Alice’s Adventures in Wonderland is a children’s story that has captivated the world since its publication in the 1860s. The book is celebrated each year on 4th July, which is also known as “Alice’s Day”. This is the date that Charles Dodgson (known under the pen name of Lewis Carroll) took 10-year-old Alice Liddell and her sisters on a boating trip in Oxford, and told the story that later evolved into the book that is much-loved across the world.
Oxford is integral to Alice’s history, and Oxford University Press still houses a number of artifacts relating to the original printing of the story in our museum. Click through our slide show below to discover more.
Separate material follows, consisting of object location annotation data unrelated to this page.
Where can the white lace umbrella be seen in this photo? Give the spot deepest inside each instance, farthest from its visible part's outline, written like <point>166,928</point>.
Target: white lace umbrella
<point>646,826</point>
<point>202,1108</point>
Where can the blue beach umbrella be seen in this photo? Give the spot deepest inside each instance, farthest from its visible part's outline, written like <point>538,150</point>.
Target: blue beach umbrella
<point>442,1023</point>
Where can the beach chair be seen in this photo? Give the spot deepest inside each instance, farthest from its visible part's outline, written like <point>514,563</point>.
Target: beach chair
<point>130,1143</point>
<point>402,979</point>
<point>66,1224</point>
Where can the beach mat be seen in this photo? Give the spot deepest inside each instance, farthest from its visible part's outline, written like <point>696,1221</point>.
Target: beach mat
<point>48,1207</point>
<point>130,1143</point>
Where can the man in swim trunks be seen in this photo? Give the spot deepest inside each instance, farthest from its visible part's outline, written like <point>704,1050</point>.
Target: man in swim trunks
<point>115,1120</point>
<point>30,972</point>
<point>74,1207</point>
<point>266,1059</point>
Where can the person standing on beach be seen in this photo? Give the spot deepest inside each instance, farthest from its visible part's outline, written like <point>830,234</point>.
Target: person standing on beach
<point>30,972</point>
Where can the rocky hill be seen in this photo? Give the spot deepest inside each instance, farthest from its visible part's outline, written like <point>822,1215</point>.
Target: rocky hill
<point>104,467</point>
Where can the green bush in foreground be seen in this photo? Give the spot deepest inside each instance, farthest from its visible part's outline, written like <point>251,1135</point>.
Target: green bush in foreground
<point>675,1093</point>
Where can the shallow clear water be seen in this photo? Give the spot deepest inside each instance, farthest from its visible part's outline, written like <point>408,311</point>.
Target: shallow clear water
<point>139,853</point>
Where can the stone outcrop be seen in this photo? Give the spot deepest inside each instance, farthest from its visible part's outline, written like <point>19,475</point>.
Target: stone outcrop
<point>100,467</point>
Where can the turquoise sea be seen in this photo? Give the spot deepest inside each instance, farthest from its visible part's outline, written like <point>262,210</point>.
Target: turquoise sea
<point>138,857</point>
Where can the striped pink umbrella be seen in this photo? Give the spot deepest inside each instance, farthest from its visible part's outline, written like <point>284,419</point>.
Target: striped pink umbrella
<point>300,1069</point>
Alice’s complicated history
This copy of “Alice’s Adventures in Wonderland”, which is housed in Oxford University Press’ museum, has a complicated history. While “Alice” wasn’t officially part of the Press’ publishing when it first appeared in the 1800s, this copy is one of 2,000 that Lewis Carroll (also known as Charles Dodgson) paid to have printed in Oxford in 1865. About 50 of these were then bound up at Dodgson’s expense and sent as presents to family and friends; however the illustrator, John Tenniel, objected so strongly to what he thought was poor printing that Carroll tried to suppress the first issue by asking for the recipients to send them back…
"Printed in New York"?
Carroll still had about 1,950 copies of Oxford’s unbound printing that he’d paid for, but which Tenniel hated. Being a shrewd businessman, he sold them to a New York publisher, Appleton, rather than having them destroyed. The text was to be bound up and sold in the USA, but not in the UK, after Oxford printed a frontispiece declaring that the book was “printed in New York”. This is what is called the second issue of the first edition, and it’s a copy of this publication that we have in the OUP museum.
A second issue of the first edition of "Alice"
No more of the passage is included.